Scientific classification
- Kingdom: Animalia
- Phylum: Arthropoda
- Subphylum: Chelicerata
- Class: Arachnida
- Order: Araneae
- Infraorder: Mygalomorphae
- Family: Pycnothelidae
- Genus: Stanwellia
- Species: S. hollowayi
- Binomial name: Stanwellia hollowayi (Forster, 1968)
- Synonyms: Aparua hollowayi

= Stanwellia hollowayi =

- Authority: (Forster, 1968)
- Conservation status: NU
- Synonyms: Aparua hollowayi

Species of spider

Stanwellia hollowayi is a species of Mygalomorph spider endemic to New Zealand.

==Taxonomy==
This species was described as Aparua hollowayi in 1968 by Ray Forster from female specimens collected in Northland.

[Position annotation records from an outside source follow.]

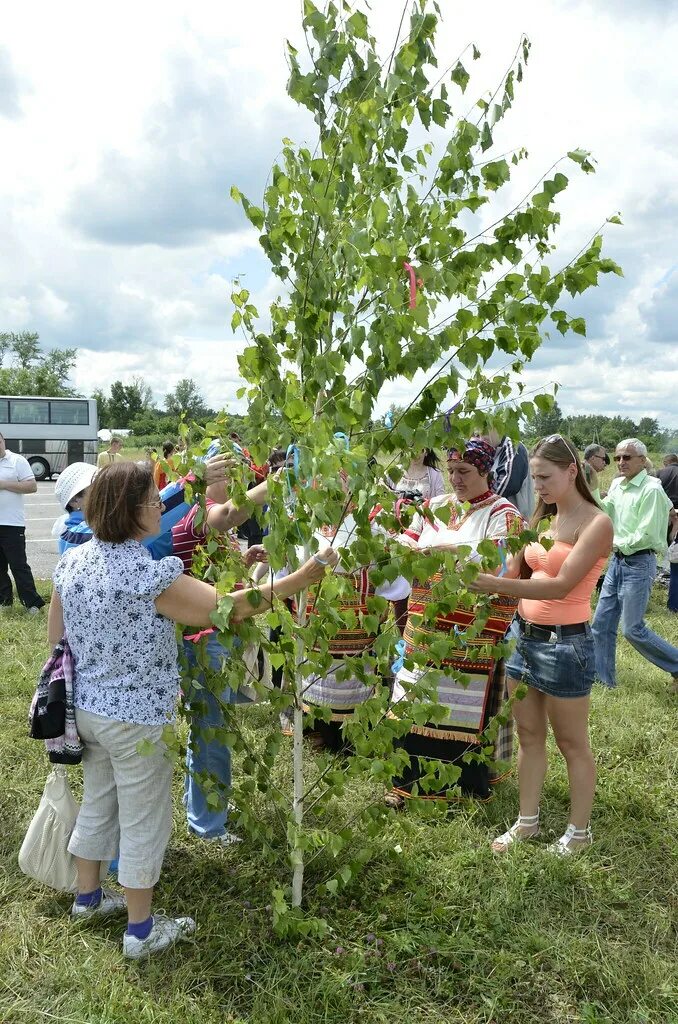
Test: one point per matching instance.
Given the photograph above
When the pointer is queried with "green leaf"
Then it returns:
(460, 76)
(357, 24)
(256, 216)
(379, 214)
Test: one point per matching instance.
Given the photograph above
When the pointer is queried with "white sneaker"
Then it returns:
(112, 902)
(228, 839)
(165, 932)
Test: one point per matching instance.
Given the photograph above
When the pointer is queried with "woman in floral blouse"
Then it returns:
(117, 607)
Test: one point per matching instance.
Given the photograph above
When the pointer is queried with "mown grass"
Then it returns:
(443, 932)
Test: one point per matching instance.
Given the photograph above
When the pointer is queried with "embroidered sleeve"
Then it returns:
(504, 519)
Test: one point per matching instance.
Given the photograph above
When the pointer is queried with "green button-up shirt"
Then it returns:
(639, 510)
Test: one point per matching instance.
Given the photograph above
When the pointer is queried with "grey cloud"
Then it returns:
(661, 312)
(634, 9)
(10, 87)
(197, 144)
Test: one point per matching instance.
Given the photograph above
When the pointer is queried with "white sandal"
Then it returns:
(564, 847)
(502, 843)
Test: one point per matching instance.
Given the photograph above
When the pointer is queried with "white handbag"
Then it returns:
(44, 855)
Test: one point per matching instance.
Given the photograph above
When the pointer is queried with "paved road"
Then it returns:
(41, 510)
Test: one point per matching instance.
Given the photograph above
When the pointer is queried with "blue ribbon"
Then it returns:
(447, 425)
(461, 637)
(399, 660)
(293, 454)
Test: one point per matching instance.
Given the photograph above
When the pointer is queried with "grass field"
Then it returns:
(445, 933)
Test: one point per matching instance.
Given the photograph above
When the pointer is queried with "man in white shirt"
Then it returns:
(16, 479)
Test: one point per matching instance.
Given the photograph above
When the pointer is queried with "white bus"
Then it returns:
(49, 432)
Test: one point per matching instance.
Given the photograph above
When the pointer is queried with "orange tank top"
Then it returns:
(574, 607)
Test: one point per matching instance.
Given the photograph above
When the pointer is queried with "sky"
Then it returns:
(122, 130)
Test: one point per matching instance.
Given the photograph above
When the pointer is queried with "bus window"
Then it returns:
(29, 411)
(74, 414)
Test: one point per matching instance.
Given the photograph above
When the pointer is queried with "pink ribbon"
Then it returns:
(413, 285)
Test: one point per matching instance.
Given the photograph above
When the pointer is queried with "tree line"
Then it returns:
(26, 369)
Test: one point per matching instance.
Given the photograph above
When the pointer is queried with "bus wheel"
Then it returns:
(40, 468)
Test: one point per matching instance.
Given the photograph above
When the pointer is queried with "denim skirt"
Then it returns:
(564, 668)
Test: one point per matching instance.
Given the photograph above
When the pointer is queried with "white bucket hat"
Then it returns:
(72, 480)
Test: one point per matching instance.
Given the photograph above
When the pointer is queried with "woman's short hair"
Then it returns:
(114, 500)
(635, 443)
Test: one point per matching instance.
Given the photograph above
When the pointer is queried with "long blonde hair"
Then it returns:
(562, 453)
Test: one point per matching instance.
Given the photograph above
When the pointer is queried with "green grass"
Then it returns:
(465, 936)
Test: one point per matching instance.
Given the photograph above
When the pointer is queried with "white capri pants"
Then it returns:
(126, 809)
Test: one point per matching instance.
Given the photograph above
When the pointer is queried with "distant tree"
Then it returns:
(30, 371)
(127, 400)
(154, 421)
(186, 400)
(547, 421)
(101, 407)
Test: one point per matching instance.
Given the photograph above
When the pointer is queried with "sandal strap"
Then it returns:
(513, 835)
(562, 846)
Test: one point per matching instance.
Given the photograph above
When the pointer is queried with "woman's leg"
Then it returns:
(144, 796)
(569, 721)
(94, 838)
(532, 724)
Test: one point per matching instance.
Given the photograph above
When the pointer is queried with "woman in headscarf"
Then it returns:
(475, 515)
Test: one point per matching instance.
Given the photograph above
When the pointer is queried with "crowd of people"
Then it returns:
(126, 576)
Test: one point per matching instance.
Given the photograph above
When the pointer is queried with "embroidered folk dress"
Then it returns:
(469, 708)
(331, 688)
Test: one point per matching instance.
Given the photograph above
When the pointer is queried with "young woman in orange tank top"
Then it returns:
(554, 647)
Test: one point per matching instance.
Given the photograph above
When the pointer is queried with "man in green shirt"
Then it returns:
(640, 512)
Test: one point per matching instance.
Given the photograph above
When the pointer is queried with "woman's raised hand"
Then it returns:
(484, 583)
(218, 469)
(315, 567)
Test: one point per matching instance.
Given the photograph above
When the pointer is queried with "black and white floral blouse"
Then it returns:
(125, 653)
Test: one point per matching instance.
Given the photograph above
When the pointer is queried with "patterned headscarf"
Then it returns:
(477, 453)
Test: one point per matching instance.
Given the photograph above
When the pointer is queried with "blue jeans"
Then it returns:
(673, 588)
(210, 757)
(625, 594)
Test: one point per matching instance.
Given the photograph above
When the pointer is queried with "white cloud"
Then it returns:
(124, 129)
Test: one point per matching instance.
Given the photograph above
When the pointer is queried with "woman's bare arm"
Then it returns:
(192, 602)
(595, 543)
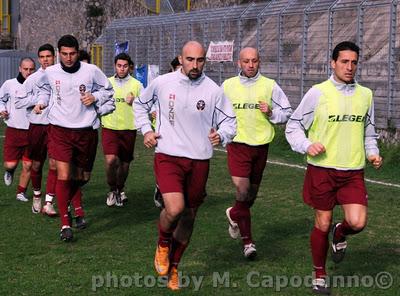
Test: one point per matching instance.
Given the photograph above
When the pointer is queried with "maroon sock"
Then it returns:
(164, 238)
(177, 250)
(51, 182)
(344, 229)
(36, 178)
(240, 213)
(77, 202)
(21, 189)
(319, 249)
(63, 194)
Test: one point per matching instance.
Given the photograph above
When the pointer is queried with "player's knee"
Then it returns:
(357, 224)
(323, 225)
(174, 212)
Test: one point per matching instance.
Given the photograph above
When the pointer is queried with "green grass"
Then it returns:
(120, 242)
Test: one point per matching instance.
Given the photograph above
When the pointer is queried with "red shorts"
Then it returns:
(119, 143)
(324, 188)
(181, 174)
(15, 145)
(247, 161)
(37, 137)
(73, 145)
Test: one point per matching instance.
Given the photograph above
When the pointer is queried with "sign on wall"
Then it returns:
(220, 51)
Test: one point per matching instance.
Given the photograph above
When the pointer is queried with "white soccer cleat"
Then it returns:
(49, 198)
(111, 198)
(124, 198)
(8, 178)
(48, 209)
(249, 251)
(233, 228)
(36, 205)
(22, 197)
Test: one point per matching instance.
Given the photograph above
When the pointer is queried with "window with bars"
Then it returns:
(5, 17)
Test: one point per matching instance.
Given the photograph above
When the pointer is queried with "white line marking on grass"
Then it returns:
(303, 168)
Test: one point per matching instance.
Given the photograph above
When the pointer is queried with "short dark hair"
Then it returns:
(345, 45)
(175, 63)
(68, 41)
(123, 56)
(48, 47)
(84, 55)
(27, 59)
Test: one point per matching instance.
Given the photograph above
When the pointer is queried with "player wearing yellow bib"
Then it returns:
(259, 103)
(119, 131)
(338, 115)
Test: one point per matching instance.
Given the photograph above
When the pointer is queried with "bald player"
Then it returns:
(259, 103)
(193, 115)
(16, 134)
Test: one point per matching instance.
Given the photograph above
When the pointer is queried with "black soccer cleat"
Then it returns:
(80, 222)
(66, 234)
(320, 287)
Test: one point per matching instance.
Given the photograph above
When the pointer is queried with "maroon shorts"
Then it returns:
(37, 137)
(119, 143)
(77, 146)
(15, 145)
(247, 161)
(324, 188)
(93, 149)
(181, 174)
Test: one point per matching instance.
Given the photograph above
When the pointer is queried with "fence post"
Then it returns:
(391, 64)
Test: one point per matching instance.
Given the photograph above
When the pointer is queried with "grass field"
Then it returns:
(114, 255)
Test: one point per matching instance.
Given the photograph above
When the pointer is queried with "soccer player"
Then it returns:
(338, 117)
(119, 131)
(75, 92)
(16, 135)
(37, 136)
(193, 115)
(259, 103)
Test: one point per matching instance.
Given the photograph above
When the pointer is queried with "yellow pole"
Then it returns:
(188, 6)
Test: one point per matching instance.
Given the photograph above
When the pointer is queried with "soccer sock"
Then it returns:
(240, 213)
(177, 250)
(36, 178)
(164, 238)
(319, 249)
(21, 189)
(344, 229)
(51, 182)
(63, 193)
(76, 200)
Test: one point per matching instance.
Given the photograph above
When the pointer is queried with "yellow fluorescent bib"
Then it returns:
(253, 127)
(339, 123)
(122, 117)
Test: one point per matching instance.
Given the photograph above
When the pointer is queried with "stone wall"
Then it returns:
(47, 20)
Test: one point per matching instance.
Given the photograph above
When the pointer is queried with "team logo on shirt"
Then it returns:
(201, 105)
(58, 90)
(82, 89)
(171, 109)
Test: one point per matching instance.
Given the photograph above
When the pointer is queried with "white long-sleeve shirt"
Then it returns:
(29, 99)
(186, 112)
(61, 92)
(17, 118)
(303, 117)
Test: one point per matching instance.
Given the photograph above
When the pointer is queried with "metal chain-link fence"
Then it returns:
(294, 37)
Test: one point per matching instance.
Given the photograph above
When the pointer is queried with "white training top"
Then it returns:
(186, 112)
(61, 92)
(17, 118)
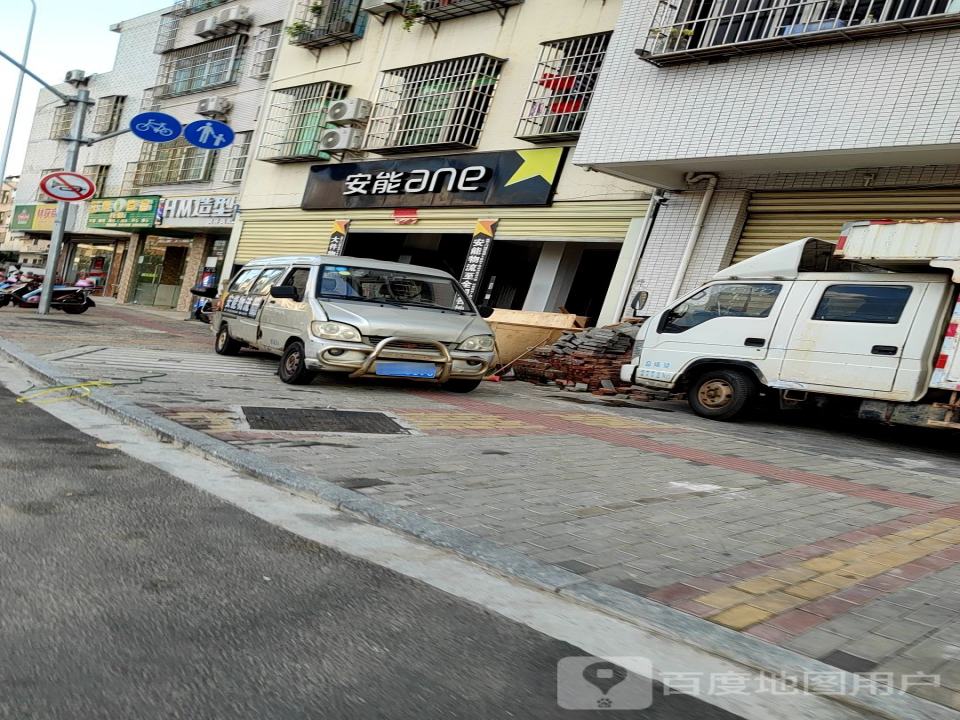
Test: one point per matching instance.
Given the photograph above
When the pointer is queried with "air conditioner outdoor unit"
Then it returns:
(350, 110)
(206, 27)
(74, 76)
(237, 15)
(378, 7)
(341, 139)
(213, 105)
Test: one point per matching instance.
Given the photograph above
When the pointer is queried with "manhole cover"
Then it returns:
(306, 420)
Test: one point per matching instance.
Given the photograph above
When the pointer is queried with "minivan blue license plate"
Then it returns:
(406, 369)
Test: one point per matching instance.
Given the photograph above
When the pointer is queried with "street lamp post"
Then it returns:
(8, 138)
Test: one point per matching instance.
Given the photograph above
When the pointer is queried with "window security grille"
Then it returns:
(562, 88)
(237, 158)
(265, 49)
(200, 67)
(331, 22)
(173, 162)
(433, 106)
(690, 30)
(108, 112)
(41, 196)
(439, 10)
(97, 173)
(62, 119)
(298, 117)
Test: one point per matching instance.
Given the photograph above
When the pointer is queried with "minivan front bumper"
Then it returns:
(359, 359)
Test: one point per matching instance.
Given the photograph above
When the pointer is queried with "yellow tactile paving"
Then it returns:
(753, 600)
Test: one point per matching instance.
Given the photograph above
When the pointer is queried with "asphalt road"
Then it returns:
(126, 593)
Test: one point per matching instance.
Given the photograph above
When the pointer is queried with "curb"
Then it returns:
(647, 614)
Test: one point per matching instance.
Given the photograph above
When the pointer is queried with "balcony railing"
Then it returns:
(331, 22)
(439, 10)
(687, 30)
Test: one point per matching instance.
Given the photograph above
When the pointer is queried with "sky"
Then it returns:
(67, 35)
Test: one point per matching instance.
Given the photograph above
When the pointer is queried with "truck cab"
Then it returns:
(800, 321)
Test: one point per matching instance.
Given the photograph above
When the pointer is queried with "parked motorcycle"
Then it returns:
(71, 300)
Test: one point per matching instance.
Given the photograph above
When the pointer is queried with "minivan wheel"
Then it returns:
(224, 344)
(293, 369)
(461, 385)
(722, 394)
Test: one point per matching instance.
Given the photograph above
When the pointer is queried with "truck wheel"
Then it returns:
(462, 386)
(226, 345)
(293, 371)
(722, 394)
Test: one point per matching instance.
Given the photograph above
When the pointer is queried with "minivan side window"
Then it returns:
(297, 279)
(747, 300)
(244, 281)
(881, 304)
(263, 283)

It was transferred into the Stanwellia genus in 1983. This species is stored in Te Papa Museum under registration number AS.000046.

==Description==
The female is recorded at 17.1mm in length. The carapace and legs are reddish brown. The abdomen is brown with pale patches dorsally.

==Distribution==
This species is only known from Northland, New Zealand.

==Conservation status==
Under the New Zealand Threat Classification System, this species is listed as "Naturally Uncommon" with the qualifiers of "One Location".